C’est l’histoire d’un homme qui révèle à sa femme, qui semble sur le point de lui donner un enfant, qu’il est fou amoureux d’une autre, plus belle qu’elle. La femme méprisée, en proie à une fureur absolue, le convainc de boire jusqu’à ce qu’il soit ivre et l’invite dans sa chambre pour un baiser d’adieu. La vengeance est servie. La femme le poignarde à mort et jette son corps dans la rivière. Lorsque commence la recherche du disparu, elle nie l’avoir vu, mais lorsque sa dépouille est retrouvée, pour révoquer sa culpabilité, elle révèle à tout le monde qu’elle l’a tué, une situation qui ne lui permettra pas d’échapper au bûcher. ØXN submerge la version plus classique de Dylan et aggrave fortement celle de Cave/Harvey avec l’ajout du fameux son de l’accordéon ou du symphonium et du Taishōgoto (sorte de harpe frettée japonaise) qui découpe un terrain percussif maussade, presque tribal, chargé à souhait. nième degré par une électronique sinistre et tenace.

« The Feast » est en revanche une composition écrite et chantée par Katie Kim, déjà publiée en 2012 dans son « Cover & Flood » et conçue sur la base de la lecture de « And the donkey saw the angel », le roman publié par l’omniprésent Nick Cave en 1989. Comme d’habitude, l’aplomb ancestral de l’original prend le pas sur un côté encore plus sombre, presque liturgique.
Il est suivi de “The Wife Of Micheal Cleary”, la première véritable reprise de l’album, tirée d’une chanson de 2019 de l’auteure-compositrice-interprète irlandaise Maija Sofia visant à rappeler la véritable histoire vécue par Bridget Cleary.
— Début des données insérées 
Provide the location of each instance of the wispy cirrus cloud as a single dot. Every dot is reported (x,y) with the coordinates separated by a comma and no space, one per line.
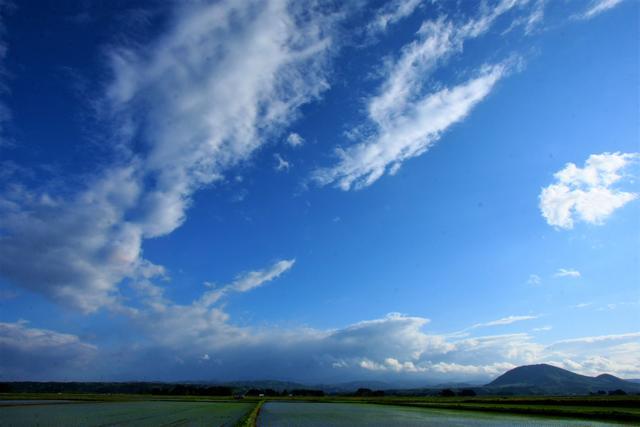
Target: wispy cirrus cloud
(534,280)
(392,12)
(406,120)
(201,97)
(596,7)
(393,347)
(248,281)
(586,194)
(567,272)
(503,321)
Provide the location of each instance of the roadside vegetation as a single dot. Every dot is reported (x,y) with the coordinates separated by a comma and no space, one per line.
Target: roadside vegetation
(599,407)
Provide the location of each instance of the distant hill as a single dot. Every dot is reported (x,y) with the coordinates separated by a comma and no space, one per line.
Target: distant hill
(547,379)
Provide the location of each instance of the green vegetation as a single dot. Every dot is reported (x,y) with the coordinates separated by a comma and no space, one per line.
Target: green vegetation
(609,408)
(251,419)
(151,413)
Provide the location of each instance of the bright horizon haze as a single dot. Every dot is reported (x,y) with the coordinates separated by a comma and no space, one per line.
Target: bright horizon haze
(406,191)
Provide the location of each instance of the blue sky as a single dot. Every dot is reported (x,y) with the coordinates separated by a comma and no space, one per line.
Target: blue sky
(411,191)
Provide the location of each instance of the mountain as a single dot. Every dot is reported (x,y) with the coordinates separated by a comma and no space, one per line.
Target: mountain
(547,379)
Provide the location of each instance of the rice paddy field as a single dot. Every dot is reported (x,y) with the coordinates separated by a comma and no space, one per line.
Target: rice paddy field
(131,410)
(155,413)
(352,414)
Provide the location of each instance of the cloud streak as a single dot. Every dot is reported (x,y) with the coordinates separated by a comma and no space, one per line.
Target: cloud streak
(404,119)
(202,98)
(564,272)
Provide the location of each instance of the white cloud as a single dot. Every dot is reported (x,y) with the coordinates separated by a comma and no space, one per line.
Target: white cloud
(27,353)
(503,321)
(598,339)
(295,140)
(248,281)
(405,120)
(534,280)
(564,272)
(392,12)
(596,7)
(410,134)
(583,305)
(586,193)
(201,98)
(281,164)
(179,338)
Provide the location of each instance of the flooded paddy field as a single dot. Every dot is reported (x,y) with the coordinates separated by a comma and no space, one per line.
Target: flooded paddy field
(153,413)
(306,414)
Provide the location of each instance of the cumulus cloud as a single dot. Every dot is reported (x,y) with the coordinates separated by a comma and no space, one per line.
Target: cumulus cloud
(201,98)
(405,118)
(281,164)
(586,194)
(567,272)
(295,140)
(179,338)
(28,353)
(596,7)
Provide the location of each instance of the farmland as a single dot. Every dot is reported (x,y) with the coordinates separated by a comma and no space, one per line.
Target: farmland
(150,413)
(94,409)
(354,414)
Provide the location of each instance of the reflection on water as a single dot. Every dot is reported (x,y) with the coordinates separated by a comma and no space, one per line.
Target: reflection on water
(353,414)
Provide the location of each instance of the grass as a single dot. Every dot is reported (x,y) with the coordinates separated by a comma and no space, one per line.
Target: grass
(251,418)
(611,408)
(151,413)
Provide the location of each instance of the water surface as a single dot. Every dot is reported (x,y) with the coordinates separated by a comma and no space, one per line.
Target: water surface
(306,414)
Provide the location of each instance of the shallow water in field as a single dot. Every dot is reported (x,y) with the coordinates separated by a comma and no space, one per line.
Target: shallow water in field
(31,402)
(157,413)
(290,414)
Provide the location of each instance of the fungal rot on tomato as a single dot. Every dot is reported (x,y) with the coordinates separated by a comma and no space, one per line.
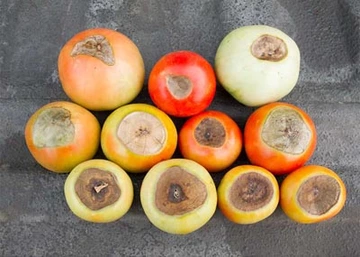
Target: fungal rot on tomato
(269,48)
(179,192)
(96,46)
(53,128)
(178,196)
(286,131)
(279,137)
(97,188)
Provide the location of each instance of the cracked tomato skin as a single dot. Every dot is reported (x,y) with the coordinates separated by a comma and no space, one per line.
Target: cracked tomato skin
(290,186)
(214,159)
(62,159)
(97,86)
(195,69)
(260,153)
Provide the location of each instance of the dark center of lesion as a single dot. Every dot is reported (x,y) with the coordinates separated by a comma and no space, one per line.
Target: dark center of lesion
(97,188)
(179,86)
(179,192)
(210,132)
(318,194)
(285,130)
(251,191)
(269,48)
(96,46)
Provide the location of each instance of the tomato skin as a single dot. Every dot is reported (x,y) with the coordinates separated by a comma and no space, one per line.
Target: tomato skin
(184,223)
(214,159)
(192,66)
(245,217)
(109,213)
(95,85)
(117,152)
(261,154)
(290,186)
(64,158)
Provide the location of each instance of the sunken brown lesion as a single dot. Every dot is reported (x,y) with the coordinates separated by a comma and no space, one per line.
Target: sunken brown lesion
(96,46)
(285,130)
(251,191)
(318,194)
(179,192)
(269,48)
(179,86)
(210,132)
(97,188)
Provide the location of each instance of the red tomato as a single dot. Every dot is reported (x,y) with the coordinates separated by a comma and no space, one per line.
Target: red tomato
(182,84)
(212,139)
(279,137)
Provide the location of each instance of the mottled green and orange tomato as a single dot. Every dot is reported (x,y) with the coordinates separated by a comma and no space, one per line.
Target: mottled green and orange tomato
(101,69)
(137,136)
(99,191)
(212,139)
(178,196)
(182,83)
(248,194)
(61,134)
(312,194)
(280,137)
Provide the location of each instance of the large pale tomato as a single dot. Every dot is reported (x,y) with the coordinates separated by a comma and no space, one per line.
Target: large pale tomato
(212,139)
(182,83)
(101,69)
(137,136)
(60,135)
(312,194)
(279,137)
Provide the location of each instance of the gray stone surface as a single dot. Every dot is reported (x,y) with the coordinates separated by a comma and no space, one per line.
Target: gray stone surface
(34,218)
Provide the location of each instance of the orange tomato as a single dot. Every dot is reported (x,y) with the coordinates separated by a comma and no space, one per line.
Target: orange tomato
(279,137)
(248,194)
(137,136)
(60,135)
(312,194)
(101,69)
(182,83)
(212,139)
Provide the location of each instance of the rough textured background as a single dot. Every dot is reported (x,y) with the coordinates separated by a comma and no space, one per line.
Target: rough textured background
(34,218)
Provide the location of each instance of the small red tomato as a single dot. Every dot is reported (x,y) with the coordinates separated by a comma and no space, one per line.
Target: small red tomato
(212,139)
(279,137)
(182,84)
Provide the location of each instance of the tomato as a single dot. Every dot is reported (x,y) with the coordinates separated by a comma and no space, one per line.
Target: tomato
(60,135)
(98,191)
(257,64)
(312,194)
(182,83)
(212,139)
(248,194)
(137,136)
(279,137)
(178,196)
(101,69)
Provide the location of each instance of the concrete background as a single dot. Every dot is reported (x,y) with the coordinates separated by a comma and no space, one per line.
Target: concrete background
(34,218)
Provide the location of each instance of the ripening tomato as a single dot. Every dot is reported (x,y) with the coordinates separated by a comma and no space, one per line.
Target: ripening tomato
(212,139)
(312,194)
(279,137)
(60,135)
(137,136)
(182,83)
(101,69)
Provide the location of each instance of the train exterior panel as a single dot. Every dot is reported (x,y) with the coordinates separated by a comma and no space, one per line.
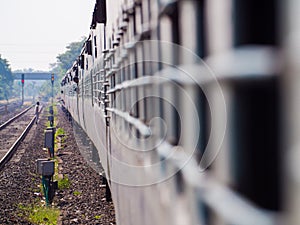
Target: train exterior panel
(183,100)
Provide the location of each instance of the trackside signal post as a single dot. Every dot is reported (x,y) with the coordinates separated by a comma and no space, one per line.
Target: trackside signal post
(22,81)
(46,167)
(52,83)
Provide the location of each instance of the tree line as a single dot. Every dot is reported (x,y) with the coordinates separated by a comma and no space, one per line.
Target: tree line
(6,79)
(10,89)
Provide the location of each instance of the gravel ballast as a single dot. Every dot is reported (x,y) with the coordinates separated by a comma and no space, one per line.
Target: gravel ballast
(83,202)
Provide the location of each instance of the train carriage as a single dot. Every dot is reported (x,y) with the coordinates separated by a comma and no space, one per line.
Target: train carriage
(184,101)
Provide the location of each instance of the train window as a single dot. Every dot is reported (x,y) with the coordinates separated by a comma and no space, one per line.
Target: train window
(101,11)
(89,47)
(255,22)
(255,156)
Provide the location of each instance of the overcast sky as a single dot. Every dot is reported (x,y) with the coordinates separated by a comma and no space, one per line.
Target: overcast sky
(34,32)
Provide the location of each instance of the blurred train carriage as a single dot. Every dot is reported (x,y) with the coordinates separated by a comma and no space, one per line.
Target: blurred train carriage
(186,141)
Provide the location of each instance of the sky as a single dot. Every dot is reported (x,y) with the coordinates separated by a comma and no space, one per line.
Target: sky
(34,32)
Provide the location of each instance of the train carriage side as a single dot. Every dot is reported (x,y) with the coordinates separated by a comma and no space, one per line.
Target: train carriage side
(182,100)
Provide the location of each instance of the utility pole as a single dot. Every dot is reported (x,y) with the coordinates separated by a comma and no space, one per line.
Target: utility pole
(52,82)
(22,81)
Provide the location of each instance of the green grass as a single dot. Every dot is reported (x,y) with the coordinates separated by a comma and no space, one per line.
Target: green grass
(60,131)
(40,214)
(64,183)
(98,217)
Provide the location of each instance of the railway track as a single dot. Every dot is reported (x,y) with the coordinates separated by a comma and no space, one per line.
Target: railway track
(5,108)
(12,132)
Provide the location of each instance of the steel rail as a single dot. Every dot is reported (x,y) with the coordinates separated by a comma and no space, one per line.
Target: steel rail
(14,118)
(17,143)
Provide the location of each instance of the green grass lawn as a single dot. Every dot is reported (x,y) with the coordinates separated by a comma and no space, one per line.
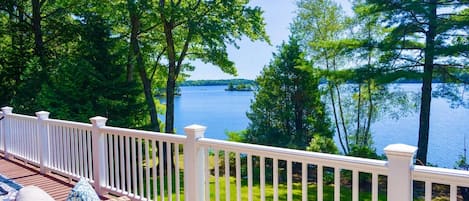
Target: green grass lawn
(328,191)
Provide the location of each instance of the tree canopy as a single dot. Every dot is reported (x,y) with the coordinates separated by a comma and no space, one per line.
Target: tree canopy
(287,110)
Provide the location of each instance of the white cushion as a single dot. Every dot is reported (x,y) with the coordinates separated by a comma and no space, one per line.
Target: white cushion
(32,193)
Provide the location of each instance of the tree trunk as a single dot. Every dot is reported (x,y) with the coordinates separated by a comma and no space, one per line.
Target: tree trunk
(38,40)
(134,43)
(424,125)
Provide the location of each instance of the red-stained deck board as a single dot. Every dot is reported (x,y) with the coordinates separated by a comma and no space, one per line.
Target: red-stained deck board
(56,186)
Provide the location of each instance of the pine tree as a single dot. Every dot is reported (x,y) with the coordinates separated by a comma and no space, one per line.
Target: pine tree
(424,40)
(287,110)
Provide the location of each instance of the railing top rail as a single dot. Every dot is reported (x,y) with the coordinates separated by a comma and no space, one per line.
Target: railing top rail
(144,134)
(441,175)
(22,116)
(69,123)
(332,160)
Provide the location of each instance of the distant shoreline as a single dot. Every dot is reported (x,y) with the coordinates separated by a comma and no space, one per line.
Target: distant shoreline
(217,82)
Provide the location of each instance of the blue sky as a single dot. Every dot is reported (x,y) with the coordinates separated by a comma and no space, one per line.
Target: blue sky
(251,57)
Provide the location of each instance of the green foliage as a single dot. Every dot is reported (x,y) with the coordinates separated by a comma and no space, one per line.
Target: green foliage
(424,37)
(287,110)
(93,82)
(322,144)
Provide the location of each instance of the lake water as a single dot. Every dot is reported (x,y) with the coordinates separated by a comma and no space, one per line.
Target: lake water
(223,111)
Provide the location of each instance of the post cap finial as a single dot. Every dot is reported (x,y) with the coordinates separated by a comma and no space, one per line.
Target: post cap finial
(7,110)
(400,150)
(42,115)
(98,121)
(195,130)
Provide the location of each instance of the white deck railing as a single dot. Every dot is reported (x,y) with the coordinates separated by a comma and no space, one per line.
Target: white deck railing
(130,162)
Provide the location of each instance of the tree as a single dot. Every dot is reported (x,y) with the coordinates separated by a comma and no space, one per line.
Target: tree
(93,82)
(287,110)
(423,41)
(201,30)
(321,25)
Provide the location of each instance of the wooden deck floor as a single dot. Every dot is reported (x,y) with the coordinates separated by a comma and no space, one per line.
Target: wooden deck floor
(56,186)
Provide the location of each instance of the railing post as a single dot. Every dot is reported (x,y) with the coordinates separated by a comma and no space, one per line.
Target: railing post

Cette dernière était une couturière talentueuse du comté de Tipperary, en Irlande, qui, en 1895, fut brûlée vive par son mari parce qu’il croyait qu’elle avait été kidnappée par des fées et remplacée par un métamorphe. La version folk-celtique de Sofia n’est pas déchirée par ØXN – et c’est presque une surprise – mais seulement ciselée selon leur vision instrumentale particulière et anguleuse.
Une autre pochette clôt l’album. Cette fois, c’est le regretté Scott Walker qui est rappelé aux honneurs, avec « Farmer In The City » de Pasolini tiré de « Tilt » (1995), peut-être son joyau le plus précieux. Dans ce passage, le travail de drone perpétré par l’équipe irlandaise est tout simplement dévastateur. La vocalité profonde de Scott et l’arrangement classique parsemé de cordes sont ici littéralement éliminés, au cours de treize minutes au cours desquelles se développent des émotions contrastées : dès l’attente initiale on arrive inexorablement à la déstructuration harmonique totale faite de synthétiseurs, de percussions, de bruits de toutes sortes. , des voix qui semblent venir d’une autre dimension, appelées à former un magma bouillonnant qui n’admet aucune rédemption.

Si l’on veut faire une comparaison avec Lankum, qui se pose de manière presque physiologique, ØXN a tendance à s’éloigner davantage du folk auquel le groupe des frères Lynch est encore solidement ancré.
L’atmosphère de « CYRM » est à la fois gothique, solennelle et inquiétante. Le résultat est spectaculaire. Il n’y a pas un seul morceau qui ne vous frappe par son magnétisme, sa puissance et son drame.
Si tel est le résultat d’une expérience qui était censée être simple divertissement parmi les protagonistes, j’imagine ce qui pouvait découler d’un métier qui avait une programmation spécifique. C’est dommage, en ce qui me concerne, si je l’avais découvert maintenant, il serait entré de plein droit dans ma liste personnelle des meilleurs disques offerts depuis 2023.